Bayesian Statistics

De Finettis Theorem

De Finetti's representation theorem proves that any infinitely exchangeable sequence of random variables behaves as if it were generated by first choosing a parameter from some prior distribution and then drawing observations independently — providing the deepest justification for Bayesian modeling.

P(X₁, …, Xₙ) = ∫ ∏ᵢ₌₁ⁿ f(Xᵢ|θ) dμ(θ)

Bruno de Finetti's representation theorem, first published in 1931 and refined over the following decades, answers a question that lies at the heart of statistical reasoning: why is it legitimate to model observations as "independent and identically distributed given a parameter"? The theorem shows that this modeling choice is not an arbitrary assumption but an inevitable mathematical consequence of a far weaker and more intuitive judgment — that the order of the observations does not matter.

If you believe that the joint probability of a sequence of outcomes is unchanged by any permutation of the observations — a property called exchangeability — then there must exist a prior distribution over some latent parameter such that, conditional on that parameter, the observations are independent and identically distributed. The prior is not postulated; it is derived.

De Finetti's Representation Theorem P(X₁ = x₁, …, Xₙ = xₙ) = ∫ ∏ᵢ₌₁ⁿ f(xᵢ | θ)  dμ(θ)

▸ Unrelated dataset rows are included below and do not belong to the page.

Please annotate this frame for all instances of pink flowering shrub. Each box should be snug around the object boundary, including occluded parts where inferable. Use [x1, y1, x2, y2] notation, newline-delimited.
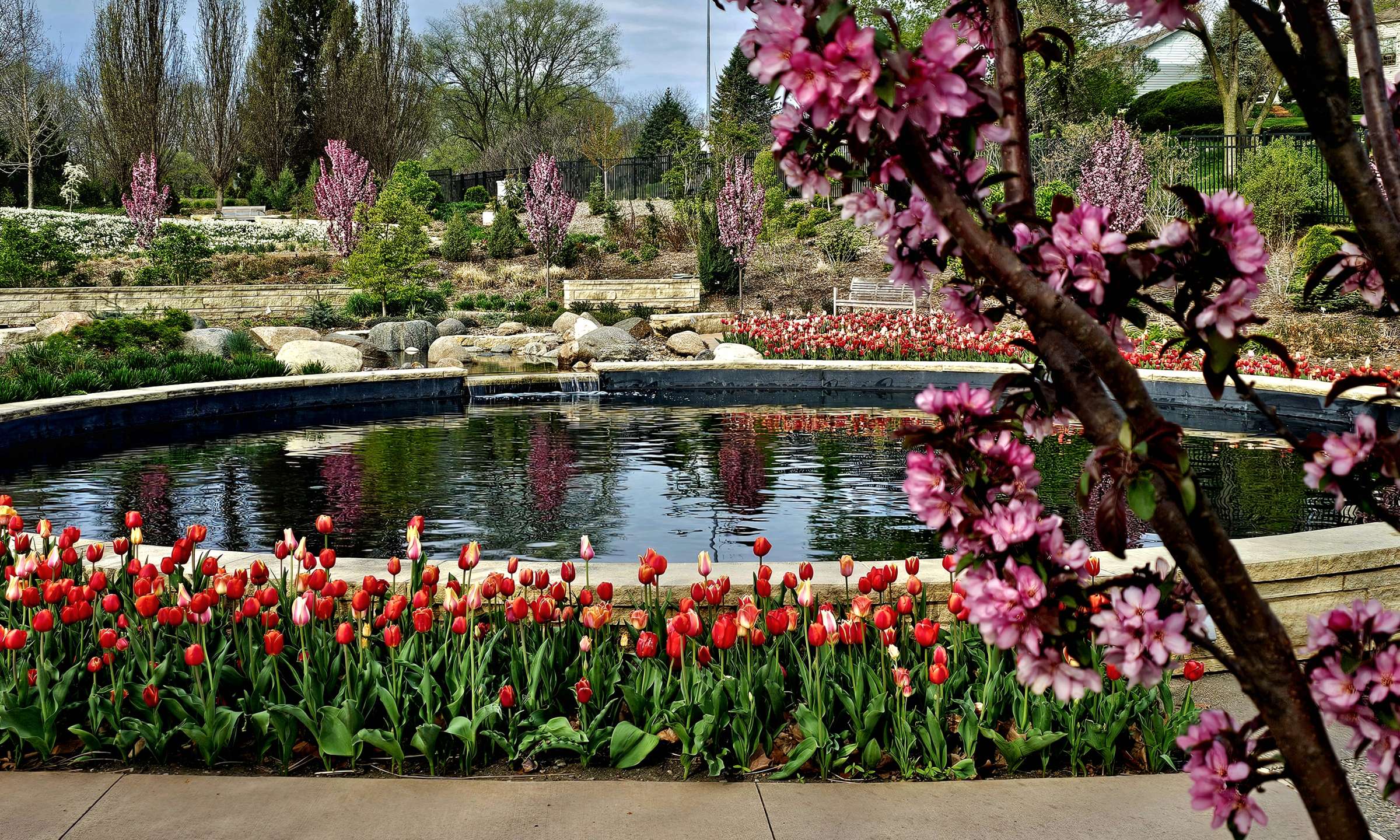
[1079, 119, 1152, 232]
[122, 153, 171, 251]
[315, 140, 378, 256]
[525, 154, 578, 291]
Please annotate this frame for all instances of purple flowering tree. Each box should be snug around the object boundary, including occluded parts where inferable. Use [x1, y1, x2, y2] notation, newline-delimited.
[1079, 118, 1152, 232]
[315, 140, 378, 256]
[715, 0, 1400, 840]
[525, 154, 578, 297]
[714, 157, 763, 312]
[122, 153, 171, 251]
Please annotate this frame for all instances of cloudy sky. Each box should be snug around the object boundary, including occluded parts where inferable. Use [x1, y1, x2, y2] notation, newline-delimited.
[38, 0, 749, 104]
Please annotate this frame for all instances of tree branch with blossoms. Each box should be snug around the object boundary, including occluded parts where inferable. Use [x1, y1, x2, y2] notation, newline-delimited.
[716, 0, 1400, 837]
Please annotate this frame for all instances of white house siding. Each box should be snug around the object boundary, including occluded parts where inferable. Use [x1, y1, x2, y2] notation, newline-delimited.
[1137, 31, 1204, 97]
[1345, 21, 1400, 80]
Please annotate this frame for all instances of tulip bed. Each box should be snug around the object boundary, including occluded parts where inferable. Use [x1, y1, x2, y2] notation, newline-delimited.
[725, 311, 1400, 382]
[0, 496, 1203, 780]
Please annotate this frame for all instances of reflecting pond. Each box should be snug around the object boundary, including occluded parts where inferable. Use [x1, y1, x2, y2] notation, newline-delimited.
[0, 398, 1358, 563]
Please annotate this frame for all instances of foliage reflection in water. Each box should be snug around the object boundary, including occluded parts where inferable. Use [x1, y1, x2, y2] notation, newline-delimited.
[0, 399, 1357, 561]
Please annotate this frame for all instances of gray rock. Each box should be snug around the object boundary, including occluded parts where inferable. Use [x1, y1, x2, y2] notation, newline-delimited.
[34, 312, 92, 339]
[248, 326, 321, 353]
[666, 330, 710, 356]
[613, 318, 651, 342]
[182, 326, 234, 356]
[575, 325, 647, 361]
[370, 321, 438, 353]
[321, 333, 389, 371]
[711, 343, 763, 361]
[277, 342, 364, 374]
[438, 318, 466, 337]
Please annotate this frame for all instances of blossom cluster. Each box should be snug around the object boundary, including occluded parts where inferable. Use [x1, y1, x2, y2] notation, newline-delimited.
[1308, 601, 1400, 804]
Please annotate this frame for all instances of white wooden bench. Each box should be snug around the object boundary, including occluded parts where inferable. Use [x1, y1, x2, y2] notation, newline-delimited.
[832, 277, 918, 315]
[224, 204, 267, 218]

Where X₁, X₂, …   →  An infinitely exchangeable sequence of random variables
θ              →  A latent parameter (or mixing variable)
f(xᵢ | θ)    →  The conditional distribution of each observation given θ
μ(θ)         →  A unique prior (mixing) measure over θ

Exchangeability: The Core Assumption

A sequence of random variables X₁, X₂, …, Xₙ is exchangeable if the joint distribution is invariant under any permutation of the indices. That is, for every permutation σ:

Exchangeability Condition P(X₁ = x₁, …, Xₙ = xₙ) = P(X₁ = x_{σ(1)}, …, Xₙ = x_{σ(n)})

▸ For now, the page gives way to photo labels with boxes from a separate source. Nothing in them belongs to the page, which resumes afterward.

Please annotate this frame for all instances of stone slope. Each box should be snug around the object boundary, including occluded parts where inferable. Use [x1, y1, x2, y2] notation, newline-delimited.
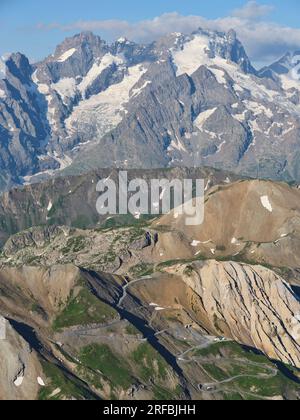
[167, 261, 300, 368]
[0, 29, 300, 190]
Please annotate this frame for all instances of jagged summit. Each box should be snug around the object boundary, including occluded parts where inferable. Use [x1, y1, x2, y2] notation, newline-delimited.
[0, 29, 300, 192]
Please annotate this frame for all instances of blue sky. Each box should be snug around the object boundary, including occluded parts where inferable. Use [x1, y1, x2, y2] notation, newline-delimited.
[0, 0, 300, 63]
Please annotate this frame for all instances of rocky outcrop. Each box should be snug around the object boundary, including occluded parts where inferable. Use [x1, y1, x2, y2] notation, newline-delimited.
[0, 320, 45, 401]
[0, 29, 300, 190]
[170, 261, 300, 368]
[153, 178, 300, 268]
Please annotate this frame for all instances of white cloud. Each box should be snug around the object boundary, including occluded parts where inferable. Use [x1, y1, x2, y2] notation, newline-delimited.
[232, 1, 274, 19]
[38, 5, 300, 65]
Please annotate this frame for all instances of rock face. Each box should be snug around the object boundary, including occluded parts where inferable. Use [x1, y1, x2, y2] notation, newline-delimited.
[172, 261, 300, 368]
[0, 168, 238, 244]
[0, 321, 43, 401]
[154, 180, 300, 268]
[0, 30, 300, 190]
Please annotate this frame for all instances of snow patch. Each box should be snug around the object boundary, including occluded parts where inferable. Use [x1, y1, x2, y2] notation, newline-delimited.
[65, 65, 147, 138]
[260, 195, 273, 213]
[37, 376, 46, 386]
[78, 53, 124, 93]
[194, 108, 217, 130]
[14, 376, 24, 388]
[57, 48, 77, 63]
[47, 200, 53, 213]
[51, 77, 76, 100]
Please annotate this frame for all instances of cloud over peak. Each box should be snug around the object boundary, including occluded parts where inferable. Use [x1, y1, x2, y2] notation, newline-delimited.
[232, 0, 274, 20]
[38, 1, 300, 66]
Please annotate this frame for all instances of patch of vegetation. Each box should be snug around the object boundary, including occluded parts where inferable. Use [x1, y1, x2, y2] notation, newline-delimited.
[194, 342, 299, 399]
[53, 288, 117, 331]
[132, 343, 168, 382]
[62, 235, 86, 255]
[126, 324, 140, 336]
[79, 344, 133, 389]
[130, 263, 154, 277]
[39, 361, 95, 401]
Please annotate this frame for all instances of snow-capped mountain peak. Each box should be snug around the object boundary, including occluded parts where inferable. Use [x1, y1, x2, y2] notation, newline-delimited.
[0, 29, 300, 192]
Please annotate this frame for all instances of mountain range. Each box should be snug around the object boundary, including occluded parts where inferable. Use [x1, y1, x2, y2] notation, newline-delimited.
[0, 29, 300, 190]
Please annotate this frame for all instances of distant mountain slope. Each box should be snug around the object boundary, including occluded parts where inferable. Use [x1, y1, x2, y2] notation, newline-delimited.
[0, 29, 300, 190]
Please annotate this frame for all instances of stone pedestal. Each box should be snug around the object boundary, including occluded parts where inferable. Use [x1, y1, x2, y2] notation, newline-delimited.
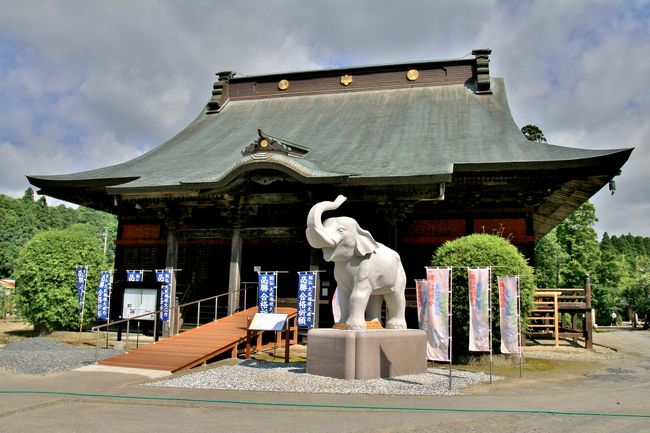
[307, 329, 427, 379]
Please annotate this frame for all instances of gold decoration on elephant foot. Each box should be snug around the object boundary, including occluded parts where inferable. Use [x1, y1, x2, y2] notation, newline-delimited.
[332, 319, 384, 331]
[366, 319, 384, 329]
[406, 69, 420, 81]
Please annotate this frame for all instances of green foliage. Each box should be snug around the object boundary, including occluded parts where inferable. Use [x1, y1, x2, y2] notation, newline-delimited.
[14, 229, 105, 331]
[555, 202, 600, 287]
[535, 229, 569, 287]
[432, 234, 535, 354]
[521, 124, 546, 143]
[0, 188, 117, 277]
[622, 256, 650, 324]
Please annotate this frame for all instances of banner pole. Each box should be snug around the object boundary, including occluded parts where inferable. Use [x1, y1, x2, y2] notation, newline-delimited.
[79, 265, 88, 340]
[447, 267, 454, 391]
[517, 275, 523, 378]
[487, 266, 492, 383]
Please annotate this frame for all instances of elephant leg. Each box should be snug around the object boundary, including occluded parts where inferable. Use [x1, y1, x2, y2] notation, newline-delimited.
[336, 286, 350, 323]
[366, 295, 384, 321]
[384, 290, 406, 329]
[345, 282, 372, 329]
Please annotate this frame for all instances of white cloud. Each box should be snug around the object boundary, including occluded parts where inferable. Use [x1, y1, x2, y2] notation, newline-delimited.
[0, 0, 650, 235]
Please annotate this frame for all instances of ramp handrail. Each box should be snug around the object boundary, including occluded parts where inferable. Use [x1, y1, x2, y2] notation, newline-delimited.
[91, 282, 257, 362]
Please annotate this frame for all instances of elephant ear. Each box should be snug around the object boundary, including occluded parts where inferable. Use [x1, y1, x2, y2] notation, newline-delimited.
[354, 225, 379, 256]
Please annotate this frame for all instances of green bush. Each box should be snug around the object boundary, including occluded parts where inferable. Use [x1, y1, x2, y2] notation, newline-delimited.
[431, 234, 535, 356]
[14, 229, 105, 333]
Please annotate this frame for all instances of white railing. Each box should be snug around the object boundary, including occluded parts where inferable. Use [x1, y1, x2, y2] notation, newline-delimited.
[91, 282, 257, 362]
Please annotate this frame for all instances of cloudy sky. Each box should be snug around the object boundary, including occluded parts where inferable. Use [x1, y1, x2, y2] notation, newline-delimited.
[0, 0, 650, 236]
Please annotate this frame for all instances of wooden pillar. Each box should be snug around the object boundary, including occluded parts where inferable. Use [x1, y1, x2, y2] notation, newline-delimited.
[582, 277, 594, 349]
[228, 227, 242, 315]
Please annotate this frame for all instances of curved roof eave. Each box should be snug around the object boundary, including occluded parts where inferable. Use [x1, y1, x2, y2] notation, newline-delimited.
[454, 147, 634, 174]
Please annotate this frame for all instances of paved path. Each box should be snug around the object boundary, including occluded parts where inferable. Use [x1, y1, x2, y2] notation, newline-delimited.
[0, 328, 650, 433]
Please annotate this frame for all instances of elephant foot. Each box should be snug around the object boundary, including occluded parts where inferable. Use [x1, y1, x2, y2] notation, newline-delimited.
[345, 320, 366, 331]
[386, 318, 406, 329]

Exchangeability is strictly weaker than independence. Independent and identically distributed (i.i.d.) random variables are always exchangeable, but exchangeable variables need not be independent. Consider drawing balls from an urn without replacement: the draws are exchangeable (any ordering is equally likely), but they are not independent — each draw changes the composition of the urn and thus affects the probabilities of subsequent draws.

The sequence is infinitely exchangeable if the exchangeability condition holds for every finite subsequence, no matter how long. This stronger condition is what de Finetti's theorem requires.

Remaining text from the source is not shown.